Friday, 17 August 2012

A Wee Dram. A 'Drap 'O The Hard Stuff'.

My extremely handsome son George, is not a lover of alcoholic beverages. I was trying to explain the delicate subtle flavours of a single malt whisky to him. I must have made a good job of describing it, because to my surprise he decided to have a small taster. I had my camera ready to record the historic moment that he was introduced to this wonderful drop of his Scottish heritage.

First taste of a delicious single malt

"Urgh! That is disgusting!"

Spitting it out.

Almost recovered.
Then he rinsed his mouth out with water. Absolute sacrilege!

Please don't be concerned, I managed to grab the glass before he dropped it. Never spilled a drop!


  1. I know how EHS George felt... malt whiskey does taste revolting.

  2. Hahahahhahaha only one way this was gonna go!!

  3. I must admit a dislike of Scotch Whiskey UNTIL last year at the Top Gear Live road show in London, the John Player stand were giving out samples of McAllan and by golly did it hit the spot. A few bottles have been downed since plus I have also got in to Irish Whiskey. The moral of this overlong story is it took me to being 58 years old before I learned the pleasures of a Dram or 2. With your training George will be an expert, eventually.

  4. I'm not big on alcoholic beverages of any kind. I can't drink more than one glass of wine so I'm quite sure that malt whiskey would do me

  5. Scotch whiskey seems to be a rather harsh drink. I prefer the smoothness of Kentucky bourbon. Congratulations to EHS George for being truthful.

  6. I'm with George with this one (he really is handsome isn't he!).
    Jane x

  7. George may be, like me, whiskey intolerant. I can drink other spirits, brandy, vodka, gin without ill-effect, but never has a glass of whiskey --or even a mixed drink containing it-- gotten clear through me. One learns to live with these handicaps.

  8. That is so funny, my daughter is the same. I only drink rarely and it would be a beer, glass or wine, or a margharita flavored wine cooler. I've offered her sips and all she does is smell them and say they are gross. I guess that's a good thing ;-)

    With my Dad being an alcoholic I had any type of liquor at my disposal. I started drinking at 16 and it wasn't even discussed as to why I shouldn't be. I'd rather offer it to my daughter but teach her how to be responsible about it. Geesh I hope that didn't sound as horrible as it looks in print.... I do not sit around having booze parties with her ;-)

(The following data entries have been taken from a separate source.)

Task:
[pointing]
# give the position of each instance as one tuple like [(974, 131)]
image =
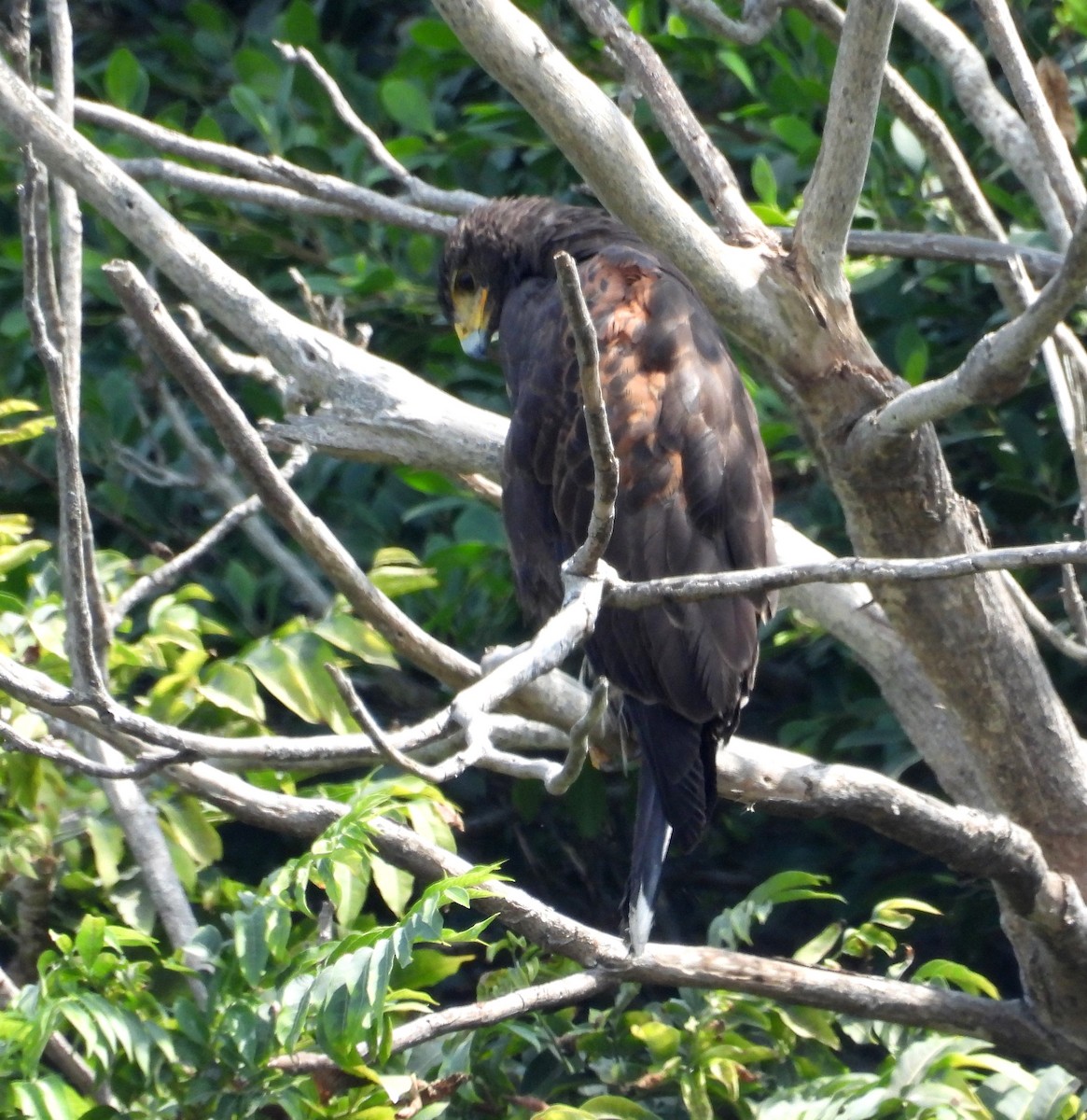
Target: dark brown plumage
[(694, 490)]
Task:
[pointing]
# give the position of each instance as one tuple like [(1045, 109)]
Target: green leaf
[(252, 109), (17, 554), (107, 845), (46, 1099), (347, 889), (393, 884), (662, 1039), (125, 81), (617, 1108), (908, 147), (952, 973), (797, 133), (763, 180), (233, 687), (251, 945), (397, 571), (407, 105), (737, 64), (300, 25), (435, 34), (818, 947), (357, 637), (90, 938), (278, 667), (898, 913), (191, 830), (1054, 1092)]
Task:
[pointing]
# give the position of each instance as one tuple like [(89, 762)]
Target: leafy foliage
[(270, 973)]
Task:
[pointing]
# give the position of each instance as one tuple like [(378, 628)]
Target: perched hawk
[(694, 488)]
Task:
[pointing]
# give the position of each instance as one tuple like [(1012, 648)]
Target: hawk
[(694, 485)]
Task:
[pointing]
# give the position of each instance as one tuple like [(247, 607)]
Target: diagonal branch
[(178, 356), (712, 173), (984, 105), (1056, 160), (418, 191), (967, 840), (834, 189), (1009, 1024), (997, 363)]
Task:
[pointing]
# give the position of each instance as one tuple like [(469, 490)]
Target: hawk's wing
[(694, 497)]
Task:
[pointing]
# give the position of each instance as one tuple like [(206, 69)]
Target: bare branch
[(47, 749), (253, 460), (565, 991), (834, 189), (965, 839), (222, 485), (716, 178), (1056, 158), (385, 748), (157, 581), (997, 364), (357, 203), (1010, 1024), (419, 193), (605, 466), (983, 105), (243, 365), (842, 570), (760, 16), (1074, 602), (927, 245), (432, 429), (1043, 627)]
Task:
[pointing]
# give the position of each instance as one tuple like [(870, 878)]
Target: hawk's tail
[(672, 791), (651, 833)]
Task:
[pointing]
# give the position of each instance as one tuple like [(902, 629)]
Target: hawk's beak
[(470, 315)]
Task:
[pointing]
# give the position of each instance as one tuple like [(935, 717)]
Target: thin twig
[(605, 465), (838, 178), (843, 570), (230, 361), (439, 773), (47, 749), (1074, 602), (760, 17), (715, 176), (565, 991), (560, 782), (968, 840), (997, 363), (178, 356), (1010, 1024), (984, 105), (419, 191)]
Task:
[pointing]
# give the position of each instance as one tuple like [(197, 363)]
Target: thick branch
[(964, 839), (1008, 1024)]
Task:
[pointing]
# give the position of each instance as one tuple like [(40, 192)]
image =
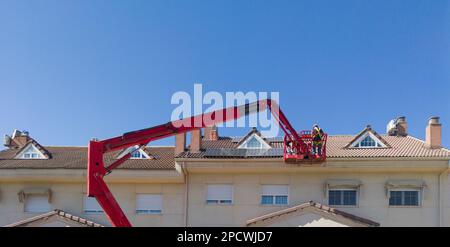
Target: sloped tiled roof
[(314, 206), (55, 213), (398, 147), (42, 149), (76, 158)]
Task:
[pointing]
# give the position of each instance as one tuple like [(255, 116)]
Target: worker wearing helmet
[(290, 147), (317, 135)]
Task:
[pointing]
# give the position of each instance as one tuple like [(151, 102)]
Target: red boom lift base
[(96, 170)]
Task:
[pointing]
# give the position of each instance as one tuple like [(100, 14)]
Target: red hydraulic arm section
[(96, 186)]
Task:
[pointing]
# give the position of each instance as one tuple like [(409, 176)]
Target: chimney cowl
[(401, 119), (433, 133), (433, 120)]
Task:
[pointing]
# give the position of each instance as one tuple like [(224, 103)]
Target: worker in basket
[(317, 139), (290, 148)]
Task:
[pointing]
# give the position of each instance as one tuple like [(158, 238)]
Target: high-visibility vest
[(318, 130)]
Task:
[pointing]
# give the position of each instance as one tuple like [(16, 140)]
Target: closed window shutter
[(37, 204), (91, 205), (279, 190), (148, 203), (219, 192)]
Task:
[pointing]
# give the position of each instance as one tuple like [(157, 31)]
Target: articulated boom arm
[(96, 186)]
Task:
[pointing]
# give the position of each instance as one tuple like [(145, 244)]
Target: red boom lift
[(96, 186)]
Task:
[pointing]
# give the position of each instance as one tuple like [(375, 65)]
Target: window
[(91, 206), (138, 155), (31, 153), (219, 194), (404, 197), (148, 204), (37, 204), (342, 197), (254, 142), (275, 195), (368, 141)]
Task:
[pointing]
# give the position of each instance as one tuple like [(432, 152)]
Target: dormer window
[(136, 153), (368, 140), (30, 152), (255, 142)]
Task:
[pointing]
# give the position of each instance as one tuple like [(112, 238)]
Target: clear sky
[(73, 70)]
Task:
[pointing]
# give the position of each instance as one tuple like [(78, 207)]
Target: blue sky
[(73, 70)]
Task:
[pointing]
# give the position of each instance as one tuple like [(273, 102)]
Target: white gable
[(137, 153), (308, 220), (30, 152), (254, 141), (367, 140)]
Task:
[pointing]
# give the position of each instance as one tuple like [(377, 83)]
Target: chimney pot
[(433, 133), (433, 120), (180, 143), (402, 126), (211, 133), (196, 141)]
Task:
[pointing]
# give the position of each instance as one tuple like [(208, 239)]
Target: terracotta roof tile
[(316, 206), (56, 213), (76, 158), (336, 148)]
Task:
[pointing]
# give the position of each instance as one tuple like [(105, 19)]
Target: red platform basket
[(305, 154)]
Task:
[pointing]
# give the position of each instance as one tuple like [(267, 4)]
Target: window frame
[(263, 144), (378, 142), (342, 197), (149, 211), (31, 153), (219, 201), (419, 197), (25, 205), (274, 196)]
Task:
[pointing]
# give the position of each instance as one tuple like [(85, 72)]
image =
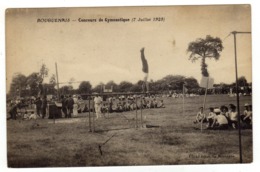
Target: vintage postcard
[(124, 86)]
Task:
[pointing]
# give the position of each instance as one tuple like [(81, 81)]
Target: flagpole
[(238, 104), (183, 99), (204, 102)]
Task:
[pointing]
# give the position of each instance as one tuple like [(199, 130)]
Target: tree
[(84, 87), (205, 48)]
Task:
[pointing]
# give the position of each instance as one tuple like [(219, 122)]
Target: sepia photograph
[(128, 86)]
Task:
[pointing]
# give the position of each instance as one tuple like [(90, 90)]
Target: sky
[(101, 51)]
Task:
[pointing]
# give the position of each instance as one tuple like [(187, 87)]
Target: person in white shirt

    1. I think your actions are sensible. With alcoholism on both sides of the family, my children were allowed to have a sip (and only a sip) of beer on occasion to take the mystery out of it. I have four children. Two are tee-totalers and the other two drink only occasionally. I also explained to them from an early age that I think a drink now and then is fine. It is only when the need to drink or the need to drink until drunk is a problem. When that happens it is time to stop forever.

  9. I'm with the handsome George "YUK"

  10. Poor George, how could you torment the poor lad like that?
    Glad you were able to catch the glass and enjoy every last drop of its contents.

  11. The boy will learn but dont be in a hurry to teach him, he might decide to drink yours!! I won a bottle of Glenfiddich in a raffle when I was about 20 I enjoyed it so much more than the previous stuff I had tried. I like Laphroaig now when I get the chance.

    Sorry I did not comment on your previous 2 posts, both of which I found interesting and moving. A couple of my friends have been ill and I was off doing my Florence Nightingale bit.
    I can relate to the intelligent fool post as I have done some daft things in my life but I wouldnt change anything as I am happy with where I am and who I am.

  12. I'm forever learning the nuances of the British language from you... see the words in your title today. Love it!